Viva l'austerity! Here's one example of someone that was encouraged to go to a homeless shelter (italics mine):
The pressure is being felt elsewhere, too. Daunna Minnich of Bloomington said Indiana Department of Education funding for residential treatment for her 18-year-old daughter, Sabrina, is due to run out Sunday.
Officials at Damar Services Inc. of Indianapolis have told Minnich that unless she takes Sabrina home to Bloomington, the agency will take her to a homeless shelter.
Minnich said Sabrina, who's bipolar and has anxiety attacks, has attempted suicide, run away during home visits and threatened her older sister. She said bringing Sabrina home isn't a viable option, and the two group home placements that BDDS offered weren't appropriate for Sabrina's needs.
"I don't want to see the state of Indiana hasten her demise by putting her in a one-size-fits-all solution that will drive her to desperate acts," Minnich said.
Because it's really all about the young people:
Kim Dodson, associate executive director of The Arc of Indiana advocacy group, speculated the suggestions result from frustration among BDDS staff. Families have become more outspoken in complaining about waiting for waivers -- waiting lists had more than 20,000 names last month -- and upset that Family and Social Services has reduced services as Gov. Mitch Daniels has cut its budget. The Arc says cuts since July have eliminated 2,000 waiver slots.

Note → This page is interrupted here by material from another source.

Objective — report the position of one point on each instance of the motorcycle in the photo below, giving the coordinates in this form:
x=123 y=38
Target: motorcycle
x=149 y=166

Kids. Or budgets. Same thing.
A humane nation--not one enthralled to "robust Christianity"--would not ever place its needy in a situation like this. Yet we are simultaneously told two things:
1) The federal government shouldn't run deficits due to fears of inflation, even though investors are buying negative interest bonds.
2) Even if we could run deficits, we wouldn't know how to spend the money fast enough.
Well, regarding #2, I have an idea....
Indiana is so far behind the times: here in Florida, the disabled go straight from the E.R. to the streets, IV drips & all.
The negative interest-rate bonds are actually a sign of inflationary expectations, as the bonds are inflation protected.